The sun was setting in the rich colors it can only set in Rockport town. The air was crisp and so were we. For Molly, it was like old home week for here was her neighborhood of the good old days when her tiring bones were more virile and her snorting had more oompth or "it" or whatever you below twenty call that sort of thing today.

The wife and I have always been unpaid amateur fence viewers but not in the official sense of a viewer concerned with the barrier trespassing a half inch on the other feller's land. So again we had the joy of noting several varieties of inspiring fences all gathered closely as if they were trying to fence in our sunset so it would always be around to contain happiness on this patch of earth.

First we noted a wrought iron fence bordering Paul Dow's grounds 'Rockport Hammocks.' He makes them, you know, here and in his winter home in Sarasota, Fla. What's more, he uses them to prove to you how restful they can be. Just a plug at sunset!

Right next door we collided with a formal and impressive granite fence, old Rockport as can be, and across the street is the Alice O. Tarr property with a boulder fence that also had the strength of Gibraltar. The wife and I noted that our hefty boxer (65 pounds on the paws) took an entirely opposite reaction to these fences. There was no segregation in her mind when it came to what to do upon meeting a fence -- or a post. A dog's life isn't so bad after all -- if you're a dog.

Then at 44 Marmion Way was a particularly beautiful fence of cobbles set in cement and close by a rustic wooden fence with a blue gate setting off the Tod property. We found ourselves in the land of the late Sam Williamson, the remarkable author who discovered Rockport as a precinct of his "Salt Harbor" stories that graced the pages of the New York Times Sunday magazine, the stories that put so many good Rockporters in Manhattan, like the Tucks and "Doc" Greene among others. Sam's widow Cora, who won fame as a grand opera singer, presides over their shore estate.

As the sun blazed up more and more in the riotous colors of the sun bowing out for the night, we ambled up past the one-time Harvey home later occupied by our high school classmate, Lawyer Dan Harris with its expansive grounds that we felt must have broken somebody's back trying to keep mowed but grounds which our sweet (?) li'l Molly just loved to show how fleet of foot she wasn't The way she sniffed and snorted, we felt she was trying for gophers.

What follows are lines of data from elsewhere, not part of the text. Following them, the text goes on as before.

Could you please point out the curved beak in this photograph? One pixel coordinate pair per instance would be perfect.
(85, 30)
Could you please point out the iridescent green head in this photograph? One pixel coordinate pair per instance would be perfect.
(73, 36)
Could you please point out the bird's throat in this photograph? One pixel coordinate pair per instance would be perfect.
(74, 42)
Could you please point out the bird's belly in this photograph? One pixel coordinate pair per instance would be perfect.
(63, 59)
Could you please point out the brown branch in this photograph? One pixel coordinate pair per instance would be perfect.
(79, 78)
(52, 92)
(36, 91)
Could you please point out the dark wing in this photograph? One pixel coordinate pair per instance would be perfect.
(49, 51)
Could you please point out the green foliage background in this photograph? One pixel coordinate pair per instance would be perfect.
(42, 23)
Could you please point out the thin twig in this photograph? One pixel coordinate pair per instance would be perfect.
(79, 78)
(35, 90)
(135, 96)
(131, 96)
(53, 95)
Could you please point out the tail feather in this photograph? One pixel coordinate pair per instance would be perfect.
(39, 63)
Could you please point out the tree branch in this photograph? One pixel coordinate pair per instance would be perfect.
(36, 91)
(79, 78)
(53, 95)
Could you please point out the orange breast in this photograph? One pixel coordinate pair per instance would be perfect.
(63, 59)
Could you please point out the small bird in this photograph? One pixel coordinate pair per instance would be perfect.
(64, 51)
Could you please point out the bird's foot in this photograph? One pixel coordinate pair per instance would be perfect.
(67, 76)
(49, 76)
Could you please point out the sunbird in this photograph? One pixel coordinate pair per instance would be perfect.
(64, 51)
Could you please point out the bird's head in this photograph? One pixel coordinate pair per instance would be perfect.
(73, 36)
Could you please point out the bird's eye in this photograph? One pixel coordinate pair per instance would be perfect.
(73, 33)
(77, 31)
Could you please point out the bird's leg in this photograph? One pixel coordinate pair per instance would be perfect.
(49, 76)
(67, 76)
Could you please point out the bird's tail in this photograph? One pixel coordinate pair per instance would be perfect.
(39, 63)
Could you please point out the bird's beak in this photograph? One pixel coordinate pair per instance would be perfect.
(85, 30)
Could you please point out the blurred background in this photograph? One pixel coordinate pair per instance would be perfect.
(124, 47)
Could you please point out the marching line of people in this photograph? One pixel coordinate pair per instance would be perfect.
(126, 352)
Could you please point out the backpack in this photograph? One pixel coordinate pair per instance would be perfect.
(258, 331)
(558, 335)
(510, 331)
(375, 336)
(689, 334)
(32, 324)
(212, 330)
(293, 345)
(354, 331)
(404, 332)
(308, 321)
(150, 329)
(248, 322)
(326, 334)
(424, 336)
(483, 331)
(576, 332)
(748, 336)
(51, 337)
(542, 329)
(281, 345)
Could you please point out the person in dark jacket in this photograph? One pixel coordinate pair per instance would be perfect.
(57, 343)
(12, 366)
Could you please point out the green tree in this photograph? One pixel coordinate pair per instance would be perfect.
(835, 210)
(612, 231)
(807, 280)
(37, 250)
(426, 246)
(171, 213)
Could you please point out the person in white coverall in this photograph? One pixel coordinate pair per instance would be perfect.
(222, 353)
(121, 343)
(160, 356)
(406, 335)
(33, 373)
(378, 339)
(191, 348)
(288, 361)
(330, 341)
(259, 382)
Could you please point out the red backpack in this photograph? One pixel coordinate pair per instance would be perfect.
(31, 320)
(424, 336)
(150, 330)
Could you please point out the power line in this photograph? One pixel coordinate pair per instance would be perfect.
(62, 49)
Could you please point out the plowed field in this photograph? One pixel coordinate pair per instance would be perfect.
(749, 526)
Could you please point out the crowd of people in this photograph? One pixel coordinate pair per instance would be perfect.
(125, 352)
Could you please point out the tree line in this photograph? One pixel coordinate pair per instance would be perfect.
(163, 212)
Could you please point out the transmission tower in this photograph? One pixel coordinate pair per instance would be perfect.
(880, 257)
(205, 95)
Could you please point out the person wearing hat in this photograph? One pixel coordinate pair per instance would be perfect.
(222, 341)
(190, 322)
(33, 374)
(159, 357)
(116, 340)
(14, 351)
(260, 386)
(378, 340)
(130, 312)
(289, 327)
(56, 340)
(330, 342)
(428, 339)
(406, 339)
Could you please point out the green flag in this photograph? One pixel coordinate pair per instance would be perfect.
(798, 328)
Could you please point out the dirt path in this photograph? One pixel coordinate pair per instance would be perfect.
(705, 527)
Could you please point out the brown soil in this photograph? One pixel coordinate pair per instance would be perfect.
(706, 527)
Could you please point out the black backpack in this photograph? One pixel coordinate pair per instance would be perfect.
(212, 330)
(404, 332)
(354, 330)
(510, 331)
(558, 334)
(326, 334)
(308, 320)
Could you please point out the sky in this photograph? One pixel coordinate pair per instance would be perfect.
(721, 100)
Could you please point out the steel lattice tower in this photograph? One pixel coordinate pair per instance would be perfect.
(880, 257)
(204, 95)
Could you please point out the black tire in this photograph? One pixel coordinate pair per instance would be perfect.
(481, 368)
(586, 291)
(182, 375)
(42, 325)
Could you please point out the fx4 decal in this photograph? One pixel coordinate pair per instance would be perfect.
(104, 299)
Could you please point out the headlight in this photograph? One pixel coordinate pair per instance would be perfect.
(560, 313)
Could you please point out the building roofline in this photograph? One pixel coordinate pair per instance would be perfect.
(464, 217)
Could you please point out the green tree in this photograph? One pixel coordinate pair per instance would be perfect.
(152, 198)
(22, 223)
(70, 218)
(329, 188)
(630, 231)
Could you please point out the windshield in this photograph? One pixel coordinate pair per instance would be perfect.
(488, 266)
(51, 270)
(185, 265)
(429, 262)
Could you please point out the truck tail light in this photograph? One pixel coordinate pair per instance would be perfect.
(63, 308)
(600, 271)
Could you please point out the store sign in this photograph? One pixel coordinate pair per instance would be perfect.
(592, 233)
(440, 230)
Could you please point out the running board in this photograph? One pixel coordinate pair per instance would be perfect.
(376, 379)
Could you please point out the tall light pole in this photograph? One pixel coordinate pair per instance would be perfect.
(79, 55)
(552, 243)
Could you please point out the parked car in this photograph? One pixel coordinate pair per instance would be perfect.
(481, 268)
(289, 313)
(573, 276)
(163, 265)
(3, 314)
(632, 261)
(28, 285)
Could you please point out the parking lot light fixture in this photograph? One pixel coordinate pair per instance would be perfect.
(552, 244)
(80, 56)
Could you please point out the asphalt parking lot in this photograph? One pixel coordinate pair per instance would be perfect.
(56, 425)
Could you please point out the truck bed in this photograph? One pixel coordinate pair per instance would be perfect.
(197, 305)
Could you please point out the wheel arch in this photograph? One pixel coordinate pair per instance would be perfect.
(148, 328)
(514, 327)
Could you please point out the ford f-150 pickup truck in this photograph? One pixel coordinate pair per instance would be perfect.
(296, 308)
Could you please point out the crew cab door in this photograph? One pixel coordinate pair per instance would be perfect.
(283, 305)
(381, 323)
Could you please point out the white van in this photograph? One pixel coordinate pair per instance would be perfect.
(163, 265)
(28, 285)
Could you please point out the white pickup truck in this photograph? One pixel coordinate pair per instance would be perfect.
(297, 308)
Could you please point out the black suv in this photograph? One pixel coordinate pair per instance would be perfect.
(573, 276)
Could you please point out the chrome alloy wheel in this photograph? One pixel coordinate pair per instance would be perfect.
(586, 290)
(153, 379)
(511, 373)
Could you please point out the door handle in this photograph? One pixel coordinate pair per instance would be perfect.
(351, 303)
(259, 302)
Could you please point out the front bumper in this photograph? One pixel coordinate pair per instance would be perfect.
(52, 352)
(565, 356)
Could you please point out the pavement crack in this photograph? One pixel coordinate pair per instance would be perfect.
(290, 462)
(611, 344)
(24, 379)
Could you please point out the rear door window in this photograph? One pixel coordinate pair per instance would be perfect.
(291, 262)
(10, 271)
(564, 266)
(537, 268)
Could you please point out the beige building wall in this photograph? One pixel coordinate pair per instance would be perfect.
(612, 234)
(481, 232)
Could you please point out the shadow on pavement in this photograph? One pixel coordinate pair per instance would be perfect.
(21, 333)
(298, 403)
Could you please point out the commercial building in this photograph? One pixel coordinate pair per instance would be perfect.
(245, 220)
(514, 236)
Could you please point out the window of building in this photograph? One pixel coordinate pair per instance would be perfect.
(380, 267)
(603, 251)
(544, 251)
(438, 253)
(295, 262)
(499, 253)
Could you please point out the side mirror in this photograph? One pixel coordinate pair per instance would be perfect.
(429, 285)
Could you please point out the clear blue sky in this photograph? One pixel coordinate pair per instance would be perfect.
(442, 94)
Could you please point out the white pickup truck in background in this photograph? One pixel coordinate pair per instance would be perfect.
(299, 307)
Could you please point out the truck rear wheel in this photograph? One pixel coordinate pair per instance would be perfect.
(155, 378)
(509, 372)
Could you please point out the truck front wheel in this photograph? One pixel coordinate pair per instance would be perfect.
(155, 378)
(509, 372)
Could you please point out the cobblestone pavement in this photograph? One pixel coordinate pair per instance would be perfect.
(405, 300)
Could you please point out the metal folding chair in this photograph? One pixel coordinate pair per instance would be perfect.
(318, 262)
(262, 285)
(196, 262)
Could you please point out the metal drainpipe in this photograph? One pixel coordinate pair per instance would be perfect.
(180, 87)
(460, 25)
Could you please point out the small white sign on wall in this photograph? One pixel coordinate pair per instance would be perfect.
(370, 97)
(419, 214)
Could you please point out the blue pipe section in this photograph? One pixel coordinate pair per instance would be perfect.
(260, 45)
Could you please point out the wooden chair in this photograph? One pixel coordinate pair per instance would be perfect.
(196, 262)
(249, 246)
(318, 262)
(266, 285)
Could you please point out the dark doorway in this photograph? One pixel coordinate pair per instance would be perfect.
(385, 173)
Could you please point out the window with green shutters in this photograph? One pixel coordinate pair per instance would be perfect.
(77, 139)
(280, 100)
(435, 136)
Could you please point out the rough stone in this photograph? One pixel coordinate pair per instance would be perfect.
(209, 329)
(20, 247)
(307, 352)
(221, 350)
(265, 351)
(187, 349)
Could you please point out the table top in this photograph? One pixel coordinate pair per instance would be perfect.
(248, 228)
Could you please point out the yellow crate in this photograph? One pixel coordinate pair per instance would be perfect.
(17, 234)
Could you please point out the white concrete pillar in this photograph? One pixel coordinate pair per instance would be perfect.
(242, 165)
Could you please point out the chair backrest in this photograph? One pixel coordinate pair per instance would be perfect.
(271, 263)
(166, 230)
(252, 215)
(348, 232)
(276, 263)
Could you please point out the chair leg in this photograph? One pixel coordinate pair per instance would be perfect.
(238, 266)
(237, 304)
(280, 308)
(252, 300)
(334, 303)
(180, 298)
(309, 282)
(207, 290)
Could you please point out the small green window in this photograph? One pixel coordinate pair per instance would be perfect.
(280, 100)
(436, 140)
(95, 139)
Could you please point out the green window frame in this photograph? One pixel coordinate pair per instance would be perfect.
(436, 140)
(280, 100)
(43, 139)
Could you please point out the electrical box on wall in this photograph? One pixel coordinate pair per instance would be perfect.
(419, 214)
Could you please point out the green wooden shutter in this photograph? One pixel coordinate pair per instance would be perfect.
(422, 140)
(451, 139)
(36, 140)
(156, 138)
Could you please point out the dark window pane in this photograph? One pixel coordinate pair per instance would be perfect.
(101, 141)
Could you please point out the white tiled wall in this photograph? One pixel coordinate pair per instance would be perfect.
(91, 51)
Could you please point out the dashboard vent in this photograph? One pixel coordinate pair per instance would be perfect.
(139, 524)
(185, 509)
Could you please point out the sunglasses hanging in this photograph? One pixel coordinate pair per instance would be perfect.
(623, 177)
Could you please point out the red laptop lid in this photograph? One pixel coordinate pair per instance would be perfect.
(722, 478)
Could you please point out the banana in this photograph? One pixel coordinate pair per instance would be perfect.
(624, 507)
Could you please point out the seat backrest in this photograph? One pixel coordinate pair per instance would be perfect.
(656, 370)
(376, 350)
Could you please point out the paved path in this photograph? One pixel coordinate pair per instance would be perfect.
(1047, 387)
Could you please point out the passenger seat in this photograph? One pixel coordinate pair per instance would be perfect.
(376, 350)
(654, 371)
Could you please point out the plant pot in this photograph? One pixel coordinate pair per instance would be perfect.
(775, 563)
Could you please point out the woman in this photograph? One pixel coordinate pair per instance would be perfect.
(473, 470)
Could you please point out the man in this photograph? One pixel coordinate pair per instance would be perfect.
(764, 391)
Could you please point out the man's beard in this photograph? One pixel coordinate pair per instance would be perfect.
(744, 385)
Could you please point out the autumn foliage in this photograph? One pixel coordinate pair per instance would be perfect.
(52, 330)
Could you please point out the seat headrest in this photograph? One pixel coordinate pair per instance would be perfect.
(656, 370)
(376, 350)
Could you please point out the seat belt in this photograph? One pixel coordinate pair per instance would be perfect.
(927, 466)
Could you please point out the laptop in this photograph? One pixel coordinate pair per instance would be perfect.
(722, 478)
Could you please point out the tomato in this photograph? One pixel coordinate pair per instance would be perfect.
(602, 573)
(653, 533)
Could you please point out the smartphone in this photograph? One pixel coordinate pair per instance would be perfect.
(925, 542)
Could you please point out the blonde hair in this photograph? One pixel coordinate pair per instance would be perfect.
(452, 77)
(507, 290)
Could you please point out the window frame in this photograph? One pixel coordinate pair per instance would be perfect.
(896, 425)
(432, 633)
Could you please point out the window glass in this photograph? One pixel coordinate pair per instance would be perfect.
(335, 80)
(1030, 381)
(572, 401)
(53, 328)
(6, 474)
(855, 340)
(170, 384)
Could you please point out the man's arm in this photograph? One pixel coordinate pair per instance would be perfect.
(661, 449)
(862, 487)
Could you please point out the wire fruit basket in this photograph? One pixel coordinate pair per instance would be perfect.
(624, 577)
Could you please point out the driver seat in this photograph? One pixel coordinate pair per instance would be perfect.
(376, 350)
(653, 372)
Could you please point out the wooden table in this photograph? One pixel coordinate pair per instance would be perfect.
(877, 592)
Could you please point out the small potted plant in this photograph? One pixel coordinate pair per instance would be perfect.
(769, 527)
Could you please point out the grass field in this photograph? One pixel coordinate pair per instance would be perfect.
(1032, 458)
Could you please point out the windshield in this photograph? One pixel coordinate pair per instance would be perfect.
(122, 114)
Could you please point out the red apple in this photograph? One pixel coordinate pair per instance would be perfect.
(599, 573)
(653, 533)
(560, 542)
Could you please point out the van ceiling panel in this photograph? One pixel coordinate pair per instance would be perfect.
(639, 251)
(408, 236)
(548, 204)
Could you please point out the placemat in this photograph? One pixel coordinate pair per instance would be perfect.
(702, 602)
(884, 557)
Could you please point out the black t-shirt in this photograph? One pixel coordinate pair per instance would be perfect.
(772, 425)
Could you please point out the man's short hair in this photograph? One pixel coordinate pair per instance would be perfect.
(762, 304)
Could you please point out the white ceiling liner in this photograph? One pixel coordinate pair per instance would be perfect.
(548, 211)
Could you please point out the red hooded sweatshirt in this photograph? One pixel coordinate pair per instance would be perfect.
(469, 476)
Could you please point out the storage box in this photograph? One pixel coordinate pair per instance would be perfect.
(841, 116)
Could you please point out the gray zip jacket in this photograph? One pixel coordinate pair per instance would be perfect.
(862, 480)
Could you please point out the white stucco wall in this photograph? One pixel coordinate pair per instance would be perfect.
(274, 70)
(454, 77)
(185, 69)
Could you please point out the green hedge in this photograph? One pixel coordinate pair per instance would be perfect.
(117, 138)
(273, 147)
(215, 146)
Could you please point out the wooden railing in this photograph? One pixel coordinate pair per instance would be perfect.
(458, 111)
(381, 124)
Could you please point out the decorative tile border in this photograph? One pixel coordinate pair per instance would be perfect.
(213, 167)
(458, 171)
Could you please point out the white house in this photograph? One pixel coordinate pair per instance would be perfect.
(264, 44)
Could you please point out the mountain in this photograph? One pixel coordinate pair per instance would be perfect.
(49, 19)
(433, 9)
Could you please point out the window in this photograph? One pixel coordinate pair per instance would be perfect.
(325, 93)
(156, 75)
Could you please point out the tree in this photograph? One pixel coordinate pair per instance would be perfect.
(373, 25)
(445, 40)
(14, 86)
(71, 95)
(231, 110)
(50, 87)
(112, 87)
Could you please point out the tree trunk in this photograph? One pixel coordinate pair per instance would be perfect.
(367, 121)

Ahead of us the sea was tranquil, gentle, so different from other seas of Sandy Bay that have torn strong vessels apart and brought Coast Guardsment on their knees in rescue efforts of fishermen and yachtsmen alike. The wife and I looked with longing at the shore and recalled the days of our early courtship gone almost 30 years away when we were able to walk that coast line from the Headlands to the old Coast Guard Base at Straitsmouth. Town short-sightedness let that coastline fall into private hands.

Private or no private, didn't stop our four-footer from making one big dash for that exclusive area when she got wind of something important to her. As usual, her foray ended up with just another huff and a puff. And on that note we wound up in the family antique and off to home and TV land. It was a good soft walk, one on which you too should have been along. J.P.C., Jr.